Back-to-School Costs Overwhelm Some Parents’ Finances, Does It Really Need To Be So Expensive?
The new school year is looming and you’ve just realised that your child has had another seemingly over-night growth spurt, prompting you to shell out more of your savings on a school uniform.
This may seem like an exaggerated circumstance, but recent research from Nationwide has discovered the average cost for a parent sending their child back to school is a massive £186 per child. From this, Nationwide has estimated a total amount of 1.56 billion being spent by parents collectively across the UK ahead of the new school term in September.
Of course, this figure isn’t just based on school uniforms, it also covers the cost of necessities like school materials, sports equipment, jackets and technology. However, school uniform is seen to be the most expensive on the list at an average cost of £31.29 per child (not including school shoes), and for those with multiple children, going back to school can prove to be a real strain on their finances.
The survey questioned a total of 1,736 parents and found that 3 in 5 were concerned about the costs of their children going back to school and more than 1 in 10 had their own parents helping cover the expenses. These revelations provide a worrying insight into the many challenges that low income families face across the UK before their children start school.

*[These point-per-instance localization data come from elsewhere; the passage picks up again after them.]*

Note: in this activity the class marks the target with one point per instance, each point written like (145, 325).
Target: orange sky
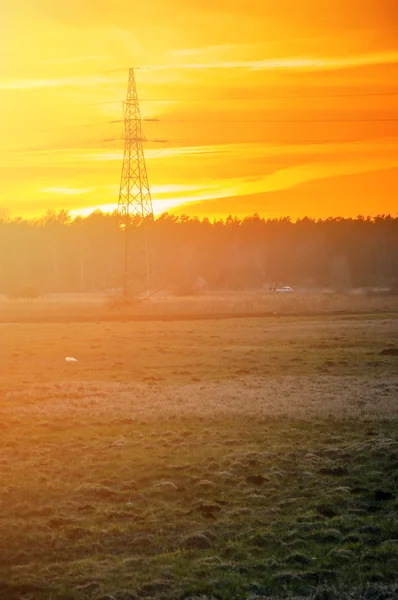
(281, 107)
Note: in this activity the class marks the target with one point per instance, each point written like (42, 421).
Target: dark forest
(59, 254)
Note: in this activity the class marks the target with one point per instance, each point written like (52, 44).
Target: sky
(280, 107)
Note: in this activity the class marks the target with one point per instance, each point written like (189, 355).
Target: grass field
(239, 458)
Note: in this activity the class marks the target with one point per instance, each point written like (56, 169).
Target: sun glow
(295, 114)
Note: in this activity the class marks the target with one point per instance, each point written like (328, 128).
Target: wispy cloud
(72, 59)
(267, 64)
(66, 191)
(65, 82)
(290, 63)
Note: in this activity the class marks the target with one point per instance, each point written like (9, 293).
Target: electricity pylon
(143, 274)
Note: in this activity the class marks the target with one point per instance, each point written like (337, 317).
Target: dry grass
(242, 458)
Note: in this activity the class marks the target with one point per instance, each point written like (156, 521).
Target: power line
(162, 120)
(259, 98)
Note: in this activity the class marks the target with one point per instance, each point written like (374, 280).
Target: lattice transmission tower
(143, 273)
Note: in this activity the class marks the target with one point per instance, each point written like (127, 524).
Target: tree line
(59, 254)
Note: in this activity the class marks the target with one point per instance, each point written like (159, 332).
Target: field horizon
(215, 459)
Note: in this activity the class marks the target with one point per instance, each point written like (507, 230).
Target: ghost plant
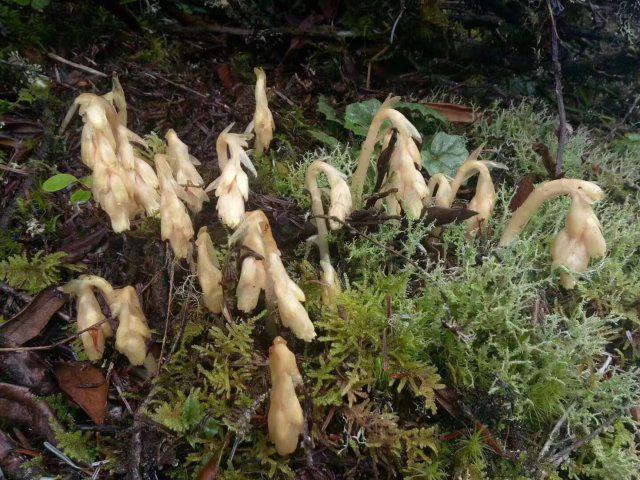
(285, 419)
(262, 122)
(339, 207)
(175, 223)
(123, 184)
(265, 270)
(89, 314)
(132, 332)
(440, 192)
(403, 175)
(232, 186)
(485, 194)
(184, 171)
(209, 274)
(581, 238)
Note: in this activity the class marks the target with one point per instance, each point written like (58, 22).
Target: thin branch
(557, 75)
(84, 68)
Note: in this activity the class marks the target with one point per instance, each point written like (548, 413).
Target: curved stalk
(331, 287)
(399, 121)
(542, 193)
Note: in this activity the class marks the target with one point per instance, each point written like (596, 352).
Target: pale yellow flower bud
(580, 240)
(232, 186)
(263, 123)
(89, 313)
(285, 418)
(175, 223)
(133, 331)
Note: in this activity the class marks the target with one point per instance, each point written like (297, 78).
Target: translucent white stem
(542, 193)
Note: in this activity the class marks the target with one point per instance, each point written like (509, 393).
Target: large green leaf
(58, 182)
(80, 196)
(423, 110)
(358, 116)
(444, 154)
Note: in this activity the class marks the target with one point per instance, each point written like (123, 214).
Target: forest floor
(444, 358)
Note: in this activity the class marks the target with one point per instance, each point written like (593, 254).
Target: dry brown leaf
(453, 113)
(86, 386)
(444, 216)
(525, 187)
(29, 322)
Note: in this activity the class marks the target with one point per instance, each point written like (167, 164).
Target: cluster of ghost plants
(126, 185)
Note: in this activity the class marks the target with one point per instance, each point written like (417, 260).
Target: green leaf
(422, 109)
(358, 116)
(58, 182)
(86, 181)
(445, 154)
(80, 196)
(192, 411)
(327, 110)
(322, 137)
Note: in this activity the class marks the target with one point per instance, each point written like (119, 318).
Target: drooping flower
(133, 331)
(404, 127)
(340, 206)
(485, 194)
(209, 274)
(175, 223)
(285, 418)
(279, 288)
(232, 186)
(263, 123)
(89, 314)
(184, 171)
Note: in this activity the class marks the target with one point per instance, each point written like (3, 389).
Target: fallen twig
(557, 75)
(84, 68)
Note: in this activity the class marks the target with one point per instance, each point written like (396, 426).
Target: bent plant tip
(183, 168)
(208, 271)
(175, 223)
(232, 186)
(399, 122)
(263, 123)
(285, 419)
(484, 198)
(133, 331)
(581, 238)
(268, 273)
(89, 314)
(340, 207)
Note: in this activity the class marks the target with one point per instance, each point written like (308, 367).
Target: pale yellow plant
(209, 274)
(580, 240)
(285, 418)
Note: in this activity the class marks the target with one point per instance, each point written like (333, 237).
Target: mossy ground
(487, 331)
(458, 364)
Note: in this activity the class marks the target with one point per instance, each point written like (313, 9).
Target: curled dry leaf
(86, 386)
(29, 322)
(16, 403)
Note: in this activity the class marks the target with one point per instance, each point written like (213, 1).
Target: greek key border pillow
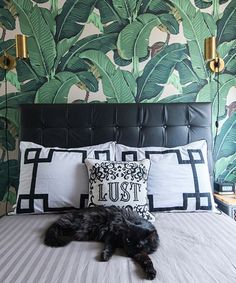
(56, 179)
(122, 184)
(178, 178)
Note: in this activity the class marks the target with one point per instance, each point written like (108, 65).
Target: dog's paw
(151, 273)
(105, 256)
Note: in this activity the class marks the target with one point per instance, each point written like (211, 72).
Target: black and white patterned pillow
(123, 184)
(56, 179)
(178, 178)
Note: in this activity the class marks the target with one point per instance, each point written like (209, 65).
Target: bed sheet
(194, 247)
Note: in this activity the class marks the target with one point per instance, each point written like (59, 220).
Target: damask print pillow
(123, 184)
(55, 179)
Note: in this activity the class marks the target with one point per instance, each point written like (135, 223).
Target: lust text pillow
(55, 179)
(178, 178)
(123, 184)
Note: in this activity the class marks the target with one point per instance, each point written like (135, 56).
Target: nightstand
(227, 204)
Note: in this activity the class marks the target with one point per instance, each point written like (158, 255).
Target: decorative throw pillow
(55, 179)
(178, 178)
(123, 184)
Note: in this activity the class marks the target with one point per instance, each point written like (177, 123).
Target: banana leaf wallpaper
(106, 51)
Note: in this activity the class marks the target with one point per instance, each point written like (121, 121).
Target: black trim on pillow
(192, 161)
(36, 160)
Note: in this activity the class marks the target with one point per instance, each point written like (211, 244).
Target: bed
(194, 246)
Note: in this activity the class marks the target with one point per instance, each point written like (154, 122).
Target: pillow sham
(178, 178)
(55, 179)
(122, 184)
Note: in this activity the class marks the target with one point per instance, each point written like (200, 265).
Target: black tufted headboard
(76, 125)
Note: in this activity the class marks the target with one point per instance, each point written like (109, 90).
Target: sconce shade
(7, 62)
(210, 48)
(21, 46)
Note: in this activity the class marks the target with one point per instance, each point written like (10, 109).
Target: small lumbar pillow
(55, 179)
(123, 184)
(178, 178)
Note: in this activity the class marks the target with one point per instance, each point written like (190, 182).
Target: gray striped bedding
(194, 247)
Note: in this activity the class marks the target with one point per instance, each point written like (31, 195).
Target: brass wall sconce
(7, 61)
(216, 63)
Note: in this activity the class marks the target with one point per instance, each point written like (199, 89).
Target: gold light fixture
(216, 63)
(7, 61)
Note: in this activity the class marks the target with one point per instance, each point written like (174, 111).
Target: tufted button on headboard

For some, there are ways of avoiding high costs as they prepare their children for school. Many supermarkets offer competitive pricing on school uniform and stationary which can provide a cheaper option for parents, and while local councils no longer support those struggling, some schools may offer help. This issue has also prompted some areas of the UK to create school clothing banks in order to support low income parents.
While the cheap supermarket option works for some, many parents are left to tackle strict school uniform codes which don’t allow them any flexibility as to where they shop for school uniforms. Recently, a school in Chester-le-Street hit the news as it enforced a new school uniform policy that meant parents could only buy the uniform from one shop and it would cost them £42 per child, a huge increase from the national average of £31.29. The school defended its controversial decision by stating the uniform change would prevent pupils from making ‘fashion-statements’, although many parents are concerned by the new costs, especially if they have multiple children.
It’s situations like these that begs the question; do we even need school uniforms? Traditional blazers and ties may seem like a staple of British schools but in reality it’s looking increasingly old fashioned. Many European countries like Germany, Norway, Finland and Denmark to name a few, have very successful education systems and very few schools that use uniform. There seems to be this idea in the UK that school uniforms actually have an impact on behaviour and academic success, when there isn’t a whole lot of proof this is actually true.
Of course, there are benefits of the school uniform. In some respects it neutralises the clothing and makes everyone equal in the way they dress, preventing bullying if one child can’t afford ‘nice’ clothes or a constant change of outfit. It can help protect those children who might stand out and attract the wrong attention.
However, this neutralising also prevents individualism and character development that many young people want to show through their style. It stops children from expressing themselves and can almost be considered oppressive. It’s also worth considering that school uniform isn’t quite as neutral as it wants to be, mainly because there will always be a kid in hand-me-down or ill-fitting clothing as parents struggle to afford new uniform. The pressure of back-to-school costs would certainly be lessened if there wasn’t a strict school uniform code to adhere to.
At the end of the day, the likeliness that school uniforms will be completely abolished is a distant thought, but actions to make school uniforms more affordable should be taken now. It shouldn’t be left to local charities to help low income families with the costs of sending children back to school, there needs to be government help and local council funding on a larger scale to provide support. Only then will all children have equal opportunities and equipment when going back to school.